Константин, перед тем, как уехать в город, всем приказал быть наготове. А в Бресте надеялся найти командира или начальника штаба корпуса.
— Дуй обратно в полк. Немедленно. Я не шучу, в четыре утра начнется.
— Ты не преувеличиваешь?
— Если и ошибся, то на пятнадцать минут. Около трех ночи жди от меня гостей. Со всеми бумагами, что в прошлый раз привозил.
— А кто будет корректировать, если с той стороны начнут?
— Я. И приказ открыть огонь – будет. Про склад не забудь, нет его еще на немецких картах. Вот, держи, вместо свадебного стола!
Царев ахнул. Какой подарок! Циферблат со светящимися стрелками, календарь. Плавные обводы почти круглого корпуса. Мягкий кожаный ремешок. Просто воплощение совершенства, статусная вещь. Умеют делать вещи буржуи!
— Ты шутишь! — Константин неверяще посмотрел на Максима.
— Бери на память, но я человек меркантильный, знаю – еще лучше найду.
В этом Панов был уверен, как никогда! И стрелки подводить не надо, владелец утром предусмотрительно выставил их точно, по сигналам берлинского времени.
— Насчет вдовы, ты серьезно?
— Помолчи, Костя, помолчи… Если утром ничего не случится, лягу на пол и пинай меня, сколько хочешь. А теперь давай быстро вали обратно в полк, — прошептал он, чуть ли не беря Константина за грудки.
Блин, слетелись на этих артистов… Эх, взять бы еще с Царева самое страшное пионерское слово, что на деле поддержит артиллерией…
Внезапно перед ним грохнулась еще одна кружка пива, но он поморщил нос и ушел, не замечая огорченного взгляда официантки. Если мужчина может делать друзьям подарки ценой более чем ее три месячных зарплаты…
****
Майя взглянула на мужа. Он теперь один, и как искажено его лицо! Совсем не ревностью, она бы распознала сразу.

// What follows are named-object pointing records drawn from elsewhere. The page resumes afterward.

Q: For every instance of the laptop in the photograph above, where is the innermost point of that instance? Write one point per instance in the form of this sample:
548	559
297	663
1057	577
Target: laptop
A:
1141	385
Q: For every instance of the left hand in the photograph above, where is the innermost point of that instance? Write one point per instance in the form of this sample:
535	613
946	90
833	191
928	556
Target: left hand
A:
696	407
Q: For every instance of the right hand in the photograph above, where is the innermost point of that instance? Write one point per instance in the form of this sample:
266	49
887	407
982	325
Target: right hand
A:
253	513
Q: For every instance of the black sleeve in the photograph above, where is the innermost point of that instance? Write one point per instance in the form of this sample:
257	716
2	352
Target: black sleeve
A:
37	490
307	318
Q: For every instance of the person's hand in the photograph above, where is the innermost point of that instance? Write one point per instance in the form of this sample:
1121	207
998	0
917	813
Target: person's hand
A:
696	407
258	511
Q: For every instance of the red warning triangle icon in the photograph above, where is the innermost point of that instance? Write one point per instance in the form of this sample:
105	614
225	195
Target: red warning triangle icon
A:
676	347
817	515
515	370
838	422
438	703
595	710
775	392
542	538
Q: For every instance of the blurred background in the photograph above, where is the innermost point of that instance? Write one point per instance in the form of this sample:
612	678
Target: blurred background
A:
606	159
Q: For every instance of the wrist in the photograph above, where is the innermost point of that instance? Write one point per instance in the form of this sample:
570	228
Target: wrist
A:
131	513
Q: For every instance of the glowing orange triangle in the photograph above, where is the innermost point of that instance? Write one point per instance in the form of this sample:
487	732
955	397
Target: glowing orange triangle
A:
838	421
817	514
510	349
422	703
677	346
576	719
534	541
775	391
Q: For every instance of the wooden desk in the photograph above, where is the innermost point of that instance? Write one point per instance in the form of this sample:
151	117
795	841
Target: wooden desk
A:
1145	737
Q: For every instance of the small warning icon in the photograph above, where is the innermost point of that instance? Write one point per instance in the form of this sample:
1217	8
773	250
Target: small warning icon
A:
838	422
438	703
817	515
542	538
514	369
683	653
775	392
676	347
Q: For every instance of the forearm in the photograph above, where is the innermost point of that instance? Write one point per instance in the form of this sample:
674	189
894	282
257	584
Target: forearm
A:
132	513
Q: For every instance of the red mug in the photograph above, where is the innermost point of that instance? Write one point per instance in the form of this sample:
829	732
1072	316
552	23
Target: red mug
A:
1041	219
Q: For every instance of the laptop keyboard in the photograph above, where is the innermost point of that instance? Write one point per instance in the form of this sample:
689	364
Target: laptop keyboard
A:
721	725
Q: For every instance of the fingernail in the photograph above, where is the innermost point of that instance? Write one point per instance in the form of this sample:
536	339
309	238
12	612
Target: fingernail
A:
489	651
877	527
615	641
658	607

Что-то странное происходит, если его собеседник не только помрачнел, но и стремительно покинул здание.
А вокруг нее толпились люди, прося спеть вновь. Она не отказала.
«Мы мчались, мечтая постичь поскорей, грамматику боя, язык батарей».
Вот теперь Ненашев, с едва заметной усмешкой, смотрел на Майю. Стихи Светлова знали многие, но вот так резко, почти аллегро, начали петь в середине шестидесятых. Похоже, Панов угадал эффект, выхолостив лишь один куплет.
Польку четвертый раз вызывали на бис. А один командир с орденом боевого Красного Знамени чуть не плакал. Как же она сказала: «для тех, кто дрался под испанским небом».
Тот полковник тоже поддался общему чувству, запоминая слова «над нами коршуны кружили, и было видно, словно днем». Только поет она неправильно, «Юнкерсы» из эскадрильи «Кондор» висели над их головами.